Плутарх говорит, более того, что казаться столь превосходным в этих менее необходимых качествах — значит свидетельствовать против самого себя, что человек плохо провел время и плохо применил свое учение, которое должно было быть использовано для приобретения более необходимых и полезных вещей. Так что Филипп, царь Македонский, услышав, что великий Александр, его сын, однажды пел на пиру к удивлению лучших музыкантов, сказал ему: “Не стыдно ли тебе так хорошо петь?”. И тому же Филиппу музыкант, с которым он спорил о некоторых вещах, касающихся его искусства, сказал: “Боже упаси, государь, чтобы с вами когда-нибудь случилось такое несчастье, как понимать эти вещи лучше меня”. Король должен уметь отвечать так, как Ификрат ответил оратору, который наседал на него в своей инвективе следующим образом: “А кто ты такой, что так важничаешь? Ты воин, ты лучник, ты копейщик?” — “Я ни то, ни другое, ни третье; но я знаю, как командовать всеми ими”. А Антисфен счел за аргумент малой ценности в Исмении то, что его хвалили за превосходную игру на флейте.

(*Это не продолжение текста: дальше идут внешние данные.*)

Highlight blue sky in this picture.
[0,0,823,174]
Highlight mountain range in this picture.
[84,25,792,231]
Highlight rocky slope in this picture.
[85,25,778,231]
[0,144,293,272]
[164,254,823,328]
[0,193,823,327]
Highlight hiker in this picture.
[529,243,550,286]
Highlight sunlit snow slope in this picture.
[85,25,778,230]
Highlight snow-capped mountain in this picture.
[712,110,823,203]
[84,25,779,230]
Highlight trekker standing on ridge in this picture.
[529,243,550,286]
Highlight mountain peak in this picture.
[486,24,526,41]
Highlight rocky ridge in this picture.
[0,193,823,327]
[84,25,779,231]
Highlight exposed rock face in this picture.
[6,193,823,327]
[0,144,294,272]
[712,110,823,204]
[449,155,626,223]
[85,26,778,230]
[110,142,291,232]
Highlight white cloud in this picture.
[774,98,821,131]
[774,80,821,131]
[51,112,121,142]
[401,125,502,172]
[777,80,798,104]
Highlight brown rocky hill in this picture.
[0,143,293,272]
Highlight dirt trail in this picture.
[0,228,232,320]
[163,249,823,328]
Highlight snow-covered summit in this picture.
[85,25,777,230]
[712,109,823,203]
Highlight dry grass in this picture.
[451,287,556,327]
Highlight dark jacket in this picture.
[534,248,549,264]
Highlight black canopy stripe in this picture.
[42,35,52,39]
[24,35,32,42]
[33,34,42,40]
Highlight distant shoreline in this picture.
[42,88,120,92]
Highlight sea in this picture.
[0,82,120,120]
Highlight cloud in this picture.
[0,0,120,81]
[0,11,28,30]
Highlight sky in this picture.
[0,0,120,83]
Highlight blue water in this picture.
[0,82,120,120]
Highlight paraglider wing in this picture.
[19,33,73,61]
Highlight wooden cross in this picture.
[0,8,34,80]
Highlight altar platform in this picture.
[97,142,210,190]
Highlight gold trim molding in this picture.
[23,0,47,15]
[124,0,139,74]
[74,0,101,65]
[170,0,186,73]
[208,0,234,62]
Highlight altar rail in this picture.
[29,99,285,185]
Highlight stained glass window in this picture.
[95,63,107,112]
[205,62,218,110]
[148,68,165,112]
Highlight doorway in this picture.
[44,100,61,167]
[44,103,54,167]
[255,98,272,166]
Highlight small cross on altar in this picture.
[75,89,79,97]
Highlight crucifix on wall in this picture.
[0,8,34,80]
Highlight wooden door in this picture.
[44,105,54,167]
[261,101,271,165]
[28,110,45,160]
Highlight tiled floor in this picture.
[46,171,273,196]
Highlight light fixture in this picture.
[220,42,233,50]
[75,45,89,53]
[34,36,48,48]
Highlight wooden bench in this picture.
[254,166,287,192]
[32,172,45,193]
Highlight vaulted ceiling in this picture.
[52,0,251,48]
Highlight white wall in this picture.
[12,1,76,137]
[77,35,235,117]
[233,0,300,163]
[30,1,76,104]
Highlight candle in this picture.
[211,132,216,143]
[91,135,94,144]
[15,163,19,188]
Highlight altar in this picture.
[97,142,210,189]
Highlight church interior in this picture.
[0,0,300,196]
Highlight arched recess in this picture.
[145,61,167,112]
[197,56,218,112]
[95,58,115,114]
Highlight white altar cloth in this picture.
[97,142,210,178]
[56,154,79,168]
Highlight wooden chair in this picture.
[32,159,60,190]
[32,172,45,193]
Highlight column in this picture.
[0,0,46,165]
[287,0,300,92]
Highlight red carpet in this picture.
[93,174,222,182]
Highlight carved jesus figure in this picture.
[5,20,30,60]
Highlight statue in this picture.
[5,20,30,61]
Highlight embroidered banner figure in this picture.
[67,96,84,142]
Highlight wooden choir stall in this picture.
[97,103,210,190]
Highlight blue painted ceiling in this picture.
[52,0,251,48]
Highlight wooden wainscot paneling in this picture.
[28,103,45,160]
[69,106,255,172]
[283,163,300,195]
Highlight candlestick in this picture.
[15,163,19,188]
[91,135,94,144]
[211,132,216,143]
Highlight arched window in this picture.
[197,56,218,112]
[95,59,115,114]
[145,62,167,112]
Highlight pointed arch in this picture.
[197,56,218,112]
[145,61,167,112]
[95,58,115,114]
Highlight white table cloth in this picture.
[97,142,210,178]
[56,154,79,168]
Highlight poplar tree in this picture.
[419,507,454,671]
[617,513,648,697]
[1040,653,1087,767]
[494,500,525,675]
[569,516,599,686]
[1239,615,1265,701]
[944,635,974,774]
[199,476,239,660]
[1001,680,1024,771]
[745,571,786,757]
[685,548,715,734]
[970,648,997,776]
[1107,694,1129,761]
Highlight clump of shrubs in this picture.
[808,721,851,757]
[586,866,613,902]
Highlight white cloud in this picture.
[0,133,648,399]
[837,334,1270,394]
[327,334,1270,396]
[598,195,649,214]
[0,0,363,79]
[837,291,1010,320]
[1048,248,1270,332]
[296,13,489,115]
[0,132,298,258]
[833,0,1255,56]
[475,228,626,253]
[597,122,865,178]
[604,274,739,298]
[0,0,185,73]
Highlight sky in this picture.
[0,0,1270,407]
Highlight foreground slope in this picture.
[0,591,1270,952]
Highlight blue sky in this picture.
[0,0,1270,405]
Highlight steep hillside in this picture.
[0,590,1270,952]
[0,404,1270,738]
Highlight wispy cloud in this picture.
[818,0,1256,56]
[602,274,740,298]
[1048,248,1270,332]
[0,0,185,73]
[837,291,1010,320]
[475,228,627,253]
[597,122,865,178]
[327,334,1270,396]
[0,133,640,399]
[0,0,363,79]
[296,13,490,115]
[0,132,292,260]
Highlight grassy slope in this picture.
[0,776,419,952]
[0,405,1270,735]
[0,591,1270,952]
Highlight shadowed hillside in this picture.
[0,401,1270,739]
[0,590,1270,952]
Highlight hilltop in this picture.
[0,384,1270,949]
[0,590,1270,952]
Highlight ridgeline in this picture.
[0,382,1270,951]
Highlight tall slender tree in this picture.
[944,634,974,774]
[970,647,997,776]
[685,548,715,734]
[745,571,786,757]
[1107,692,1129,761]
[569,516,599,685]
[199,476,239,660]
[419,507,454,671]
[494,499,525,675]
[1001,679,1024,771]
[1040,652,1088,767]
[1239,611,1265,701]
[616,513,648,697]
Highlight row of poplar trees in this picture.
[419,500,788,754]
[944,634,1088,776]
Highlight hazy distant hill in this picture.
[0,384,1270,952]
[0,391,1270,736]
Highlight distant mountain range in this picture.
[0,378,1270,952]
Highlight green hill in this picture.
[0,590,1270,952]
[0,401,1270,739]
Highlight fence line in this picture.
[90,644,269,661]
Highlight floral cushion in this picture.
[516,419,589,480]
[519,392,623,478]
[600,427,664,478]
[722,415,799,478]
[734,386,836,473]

Я очень хорошо знаю, что когда я слышу, как кто-то останавливается на языке моих опытов, я предпочел бы, чтобы он промолчал: это не столько возвышает стиль, сколько принижает смысл, и тем более оскорбительно, что они делают это косвенно; и все же я сильно ошибаюсь, если многие другие писатели выдают больше стоящего внимания по существу, и, как бы хорошо или плохо ни было, если какой-либо другой писатель посеял на своей бумаге вещи гораздо более существенные или, во всяком случае, более прямолинейные, чем я. Чтобы привнести больше, я лишь собираю заголовки; если бы я приложил продолжение, я бы утроил объем. И сколько историй я разбросал по этой книге, которых я лишь касаюсь, и если бы кто-то более любопытно в них вник, то нашел бы достаточно материала, чтобы создать бесконечные опыты. Ни эти истории, ни мои цитаты не служат всегда просто для примера, авторитета или украшения; я не только рассматриваю их ради использования, которое я из них извлекаю: они несут иногда, помимо того, к чему я их применяю, семя более богатого и смелого материала, а иногда, побочно, более тонкий звук как для меня самого, кто больше не скажет об этом в этом месте, так и для других, кто будет моего нрава.

Но возвращаясь к говорящей добродетели: я не нахожу большого выбора между тем, чтобы не уметь говорить ничего, кроме как плохо, и не уметь говорить ничего, кроме как хорошо.

“Non est ornamentum virile concimitas.” [“Тщательно подобранный наряд — не мужское украшение.” — Сенека, “Письма”, 115.]

Мудрецы говорят нам, что, что касается знаний, это не что иное, как философия; а что касается последствий, не что иное, как добродетель, которая в целом подобает всем степеням и всем сословиям.

Есть нечто подобное в этих двух других философах, ибо они также обещают вечность письмам, которые пишут своим друзьям; но это происходит иначе, и путем приспособления себя, ради благой цели, к тщеславию другого; ибо они пишут им, что если забота о том, чтобы стать известными будущим векам, и жажда славы все еще удерживают их в управлении общественными делами и заставляют их бояться уединения и отставки, к которым они хотели бы их склонить, пусть они больше не беспокоятся об этом, поскольку у них будет достаточно кредита у потомства, чтобы гарантировать им, что если бы не было ничего другого, кроме писем, написанных им таким образом, эти письма сделают их имена столь же известными и прославленными, как могли бы сделать их собственные общественные действия. И помимо этой разницы, это не праздные и пустые письма, которые содержат лишь тонкий звон хорошо подобранных слов и деликатно составленных фраз, а скорее полные и изобилующие великими рассуждениями о разуме, благодаря которым человек может стать не более красноречивым, а более мудрым, и которые учат нас не говорить, а поступать хорошо. Долой то красноречие, которое очаровывает нас само по себе, а не реальными вещами! если только вы не допустите, что красноречие Цицерона обладает столь высшим совершенством, что образует законченное целое само по себе.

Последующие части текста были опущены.